I'm going to be honest. I did nothing this week. Well, that's not entirely true. I went to class. I worked. I saw Justin (the high point of the week, without question). But none of it felt supremely special of recapping. Even my anniversary dinner was lackluster. (Although, that has since been attributed to the fact that our special restaurant changed chefs and was not indicative of the moods/feelings of the happy anniversary couple.)
I'm just going to stop beating around the bush and 'fess up to you guys. I'm bummed out. I am Seasonal-Affective-Disorder-stay-in-my-jammies-and-devour-all-the-ice-cream-in-the-free-world-depressed. It's like this every winter. The short days and the grey Chicago skies throw me into a serious rut. A rut that prevents me from completing tasks (like blog posts). A rut that makes enjoying the simple things almost impossible. A rut that makes the walk from my front door to my car at the end of the driveway seem like an overnight trek across Planet Hoth. I am literally forcing myself to go through the motions of every day, because I know that laying in bed all day is in no way going to help my situation. I think I've gotten to a point where ignoring it just won't work anymore. I'm 24 years old. I need to be more proactive about the my winter moods. This winter has sucked. I have cried too much and wasted too much time in my pajamas doing nothing but feeling like a crabby bitch.

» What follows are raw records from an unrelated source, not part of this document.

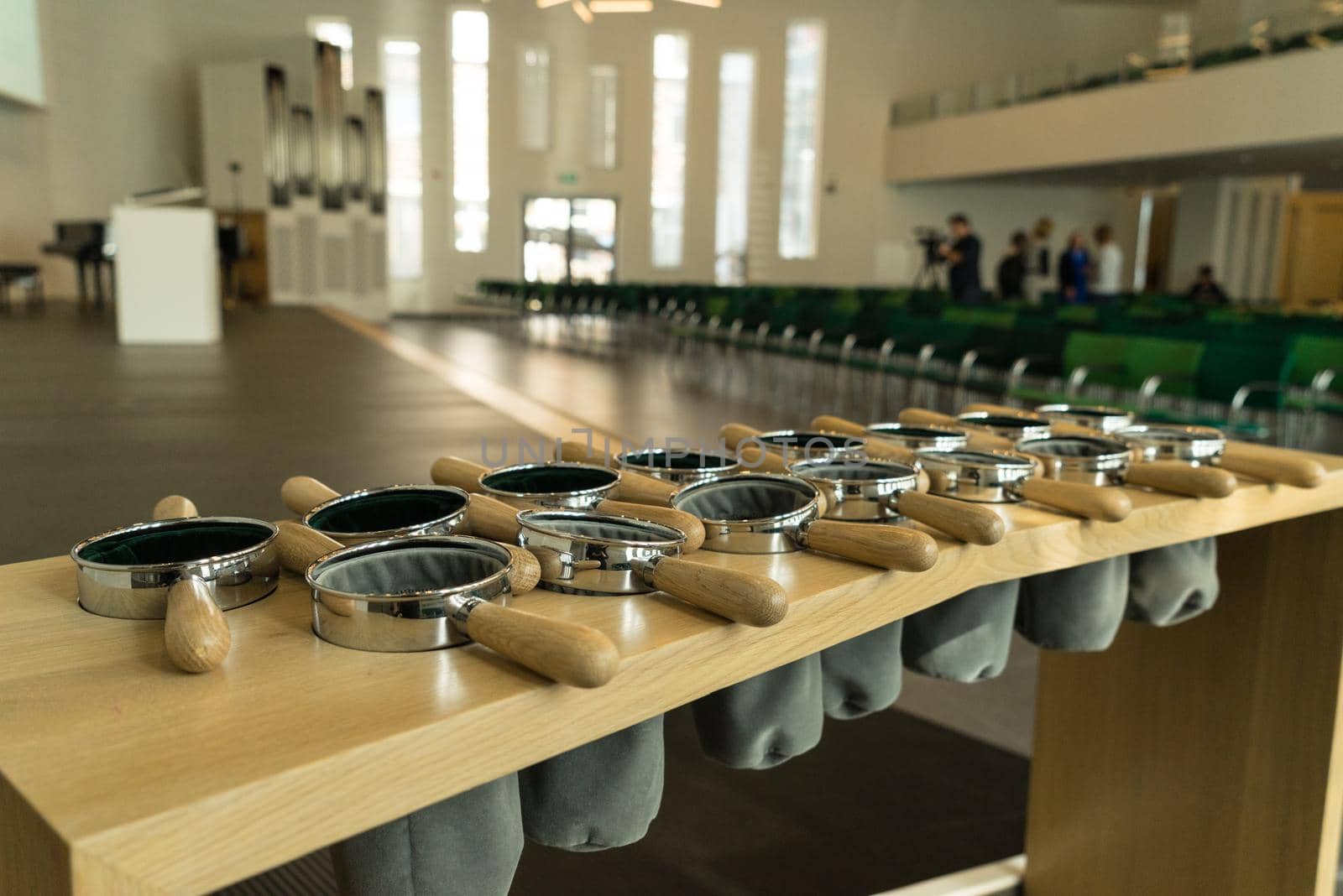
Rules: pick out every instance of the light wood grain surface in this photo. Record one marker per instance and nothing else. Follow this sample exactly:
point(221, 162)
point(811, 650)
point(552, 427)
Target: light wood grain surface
point(121, 774)
point(190, 782)
point(1205, 758)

This is not a cry for help. I am not "at risk." I'm not looking for sympathy or concern. I'm just a typical woman with the Wintertime Blues, trying to push her way through her rut (as well as trying to explain why it might seem like I'm not really doing anything on this site).
So bear with me, friends, as we all chug along through what seems to be a particularly lame winter. (Chicago has a Blizzard Watch to look forward to this week. Hear that silence? Yeah, that's the sound of people not celebrating.) I can't promise that this is the moment where I turn it all around, where sharing my personal blues transforms me into a shiny happy blogging machine. That would be way too easy (and boring). What I can say is that I'm really trying to help myself.
And I want you guys to all try to help yourselves, as well. I know I'm not the only one who feels more than a little sluggish during the winter months. What do you do to abate the doom and the gloom?
P.S. There is no photo of the week. Weetzie Dog was gone all week while we watched my sister's dog, so I was too bummed out to take any photos of anything while my model was away.
P.P.S. I feel a little lame for lumping time spent with Justin into a week of crap. My time with Justin really was special and worthy of recapping and remembering. Dinner at our special place was great, even if the food was not satisfying. We had our fancy drinks, each other, a strangers to judge. We also now have Gilmore Girls, which promises to be a great journey.
P.P.P.S Hey, look at that! I finished a post. :-)
The sun will shine again, I promise.